My preference would be for whatever is consistent with GLAS and/or MTL.  I want to write generic code that could work with different libraries in case I switch up.  We also might want to check up with eigen.

However, I think that switching the meaning of size1 depending on storage ordering is a bad idea.  You want to write generic code that works for any type of matrix expression, and not have to check storage ordering each time.  And fortran vs.
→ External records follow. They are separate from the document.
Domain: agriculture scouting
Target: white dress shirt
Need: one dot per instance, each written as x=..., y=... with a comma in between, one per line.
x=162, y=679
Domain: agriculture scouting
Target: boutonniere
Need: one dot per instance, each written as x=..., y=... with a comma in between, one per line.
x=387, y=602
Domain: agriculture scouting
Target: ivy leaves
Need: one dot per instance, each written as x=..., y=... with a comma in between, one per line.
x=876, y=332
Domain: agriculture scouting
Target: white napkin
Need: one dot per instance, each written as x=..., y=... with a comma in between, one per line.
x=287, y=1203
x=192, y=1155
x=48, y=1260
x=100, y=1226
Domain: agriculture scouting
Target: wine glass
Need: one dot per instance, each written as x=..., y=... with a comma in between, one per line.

C storage ordering doesn't even apply to all matrix types.

Last, I would love us to have something that makes conceptual sense for higher order tensors as well.  I write a lot of code that works with data structures of different dimensions, and find dealing with different extent sizes to be difficult.  So I am sympathetic to:
  • Tensors have an order of dimensions.  Consider the sizes of the matrix to be those dimensions in order for the 2nd order tensor.
  • So size1(), size2() make sense with this interpretation.
  • I don't see the problem with having an overload of "num_rows" and "num_columns" that forwards to size1 and size2 respectively, which I think is the GLAS interface.  I also get messed up with rows vs. columns, but some people find this more intutive.  I think that calling it "rows" and "columns" is a bad idea since it could conceptually be messed up with an interface that returns a row or column.... or future rows, columns interface that return a range of them.
  • Consider adding in size<1>(), size<2>(), which might be more consistent with higher order linear algebra.  However, multi_array works by giving access to a container of its extents, so this interface wouldn't be consistent....  In that case, having an interface called "shape" that returns a vector of size_t is likely the most compatible (I believe it is how Blitz++ and multi_array work).  Also, people are going to get messed up with size<0>() vs. size<1>() here since they may view it as a list of extents starting at 0, the normal way to count when you are allowed to pass in an index.
So to summarize my recommendation:
size1() == num_rows()
size2() == num_columns()

shape() gives array of the extents in a Container.  Similar interface to matlab, blitz++, multi_array.